Geraldine Ryan said...

Of course, Julie!

Susie Nott-Bower said...

Geri, I did wonder ('cos I have to say I've never read Take A Break) whether you'd pick me up on that one! Which just goes to show that you DO need to be obsessive - even about the detail of the detail!

Susie Nott-Bower said...

Ooh, and I've just re-read the trolley bit as if they were all one trolley - The People's Friend, Lyons Golden Syrup and Supasize Condoms - now that IS a complex character!!

CarolineG said...

Beautifully written post, Susie. Really wonderful.

Geraldine Ryan said...

I agree, Sam, that we are all a bunch of contradictions and that's what makes for a great fictional character too. But within your contradictions I think you'll find that you're probably consistent.

In my case too, you might find "Heat" and The Guardian. But you'll never find the The Daily Telegraph, for instance.

sarah fox said...

Susie, thank you for reminding me how brilliant Dylan Thomas is! I think I have to read Under Milkwood again soon.

Rebecca Connell said...

Very interesting! I don't think I notice details that much in real life, to be honest, but I do try to slip them into my writing.

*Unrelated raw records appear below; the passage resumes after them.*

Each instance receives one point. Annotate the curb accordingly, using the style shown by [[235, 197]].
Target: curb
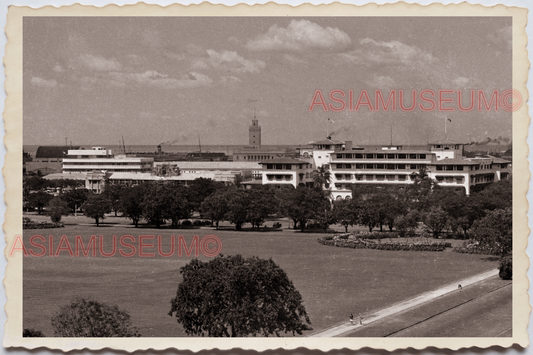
[[425, 297]]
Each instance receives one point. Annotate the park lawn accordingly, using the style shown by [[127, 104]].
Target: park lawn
[[333, 282]]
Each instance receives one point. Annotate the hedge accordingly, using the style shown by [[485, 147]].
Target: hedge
[[473, 247], [353, 241]]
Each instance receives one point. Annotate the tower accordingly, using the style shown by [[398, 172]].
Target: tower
[[254, 135]]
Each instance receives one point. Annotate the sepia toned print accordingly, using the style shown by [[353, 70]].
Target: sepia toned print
[[282, 179]]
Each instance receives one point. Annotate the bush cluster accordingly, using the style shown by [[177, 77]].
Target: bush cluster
[[506, 267], [354, 241], [475, 247], [27, 223]]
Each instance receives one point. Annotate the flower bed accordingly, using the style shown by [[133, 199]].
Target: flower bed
[[41, 225], [355, 241], [474, 247]]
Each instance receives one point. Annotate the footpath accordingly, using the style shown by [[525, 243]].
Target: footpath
[[346, 327]]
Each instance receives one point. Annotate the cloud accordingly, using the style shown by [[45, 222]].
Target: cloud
[[43, 83], [502, 38], [293, 60], [155, 79], [300, 35], [99, 63], [228, 61], [387, 53], [230, 80], [382, 82], [461, 81]]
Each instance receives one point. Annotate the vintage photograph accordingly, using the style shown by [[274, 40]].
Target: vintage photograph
[[273, 176]]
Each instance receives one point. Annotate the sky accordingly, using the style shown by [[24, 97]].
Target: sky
[[172, 80]]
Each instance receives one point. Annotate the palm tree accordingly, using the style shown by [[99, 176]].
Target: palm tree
[[322, 178], [420, 175]]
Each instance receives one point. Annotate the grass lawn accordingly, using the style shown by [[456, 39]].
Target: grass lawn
[[334, 282]]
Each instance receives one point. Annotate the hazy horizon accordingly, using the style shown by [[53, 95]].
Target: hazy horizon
[[172, 79]]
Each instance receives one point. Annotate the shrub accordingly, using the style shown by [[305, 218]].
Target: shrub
[[506, 267], [89, 318], [55, 217], [32, 333]]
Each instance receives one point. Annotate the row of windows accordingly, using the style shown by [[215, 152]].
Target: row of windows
[[108, 163], [381, 156], [371, 177], [450, 179], [287, 166], [379, 166], [368, 177], [279, 177], [255, 157], [451, 167]]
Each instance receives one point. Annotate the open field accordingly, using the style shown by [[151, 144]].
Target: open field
[[334, 282]]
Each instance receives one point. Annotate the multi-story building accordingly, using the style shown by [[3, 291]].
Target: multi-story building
[[101, 159], [48, 159], [392, 165], [287, 171]]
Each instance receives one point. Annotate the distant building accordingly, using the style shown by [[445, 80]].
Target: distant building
[[443, 161], [287, 171], [254, 134], [101, 159], [247, 170], [254, 152], [47, 160]]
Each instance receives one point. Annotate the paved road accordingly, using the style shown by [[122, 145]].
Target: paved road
[[390, 320], [483, 309], [486, 316]]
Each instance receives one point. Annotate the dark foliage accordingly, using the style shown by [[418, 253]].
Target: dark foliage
[[89, 318], [234, 296]]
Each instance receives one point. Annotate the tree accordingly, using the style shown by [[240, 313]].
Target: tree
[[305, 204], [35, 183], [32, 333], [113, 193], [130, 202], [262, 203], [58, 208], [370, 214], [75, 198], [178, 207], [200, 189], [237, 204], [89, 318], [96, 207], [435, 220], [408, 223], [215, 207], [495, 230], [346, 212], [39, 200], [235, 297], [155, 203]]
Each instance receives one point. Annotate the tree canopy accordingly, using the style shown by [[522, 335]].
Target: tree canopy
[[233, 296], [96, 207]]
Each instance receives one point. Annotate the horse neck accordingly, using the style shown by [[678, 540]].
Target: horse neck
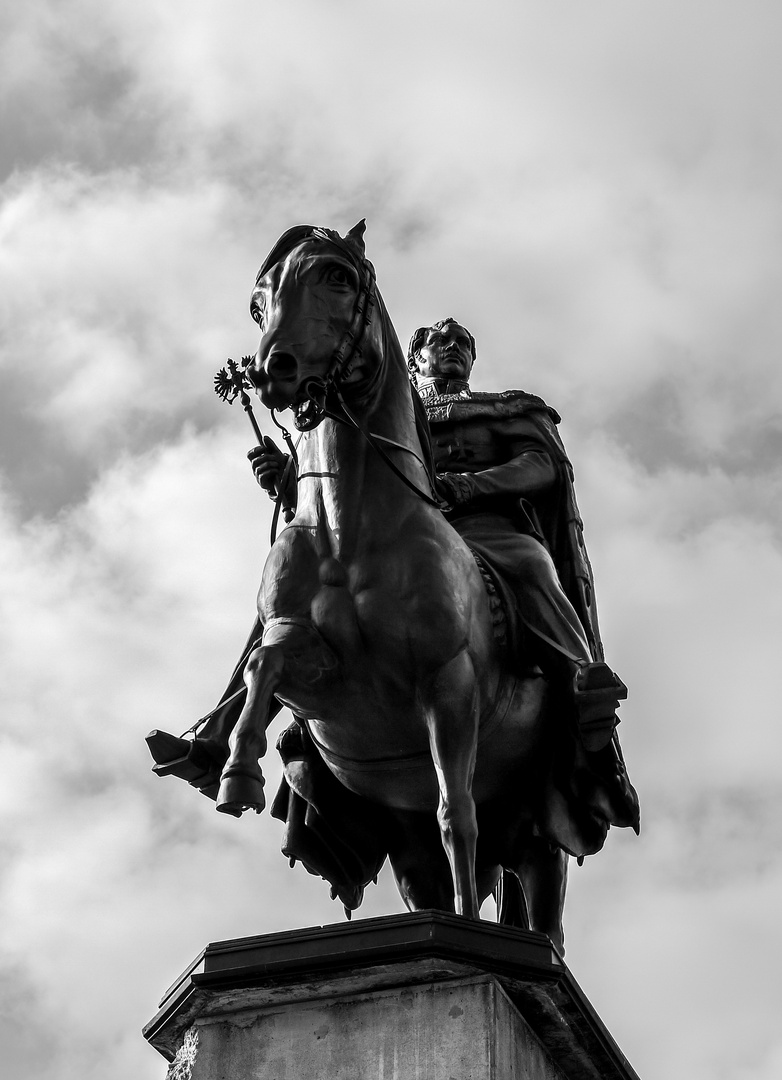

I liked the baskets too... but the big question for me was, was number 3 a man or a woman?! I was thrown by the heat magazine - the rest of the basket suggested a man but I'm not convinced that many self-respecting blokes buy heat (!).

Susie Nott-Bower said...

You see? I said I was crap at details! It should have been, er, what's it called - FHM?

Olivia Ryan said...

Your shopping baskets were brilliant Susie! I've often wondered whether people who work on supermarket checkouts can help themselves from speculating about the lives of the people whose shopping they put through. I know I'd be doing it! I recently had a comment of 'Hm - very healthy!' from one, about my trolley contents (we buy a lot of vegetables because I don't eat meat - but trust me, there were chocolate and biscuits and other goodies in there too!) - and I was surprised that she actually commented: it seemed almost 'unprofessional'! I wonder if she said 'Oh dear, not very healthy!' to people buying lots of fatty food - or 'Looks like more than the recommended units' to someone stocking up their wine rack! Very interesting post!

Susie Nott-Bower said...

LOL, Olivia!
Or 'Hmm, looks like you're in for a long night' when she sees the condoms! (Sorry, I seem to be condom-obsessed for some reason).

Derek said...

I guess someone who merits supasize condoms is the people's friend.

Susie Nott-Bower said...

:)
Susiex

Fionnuala Kearney said...

Susie, what a fantastic post! Sorry I'm only getting to it now - love those shopping baskets!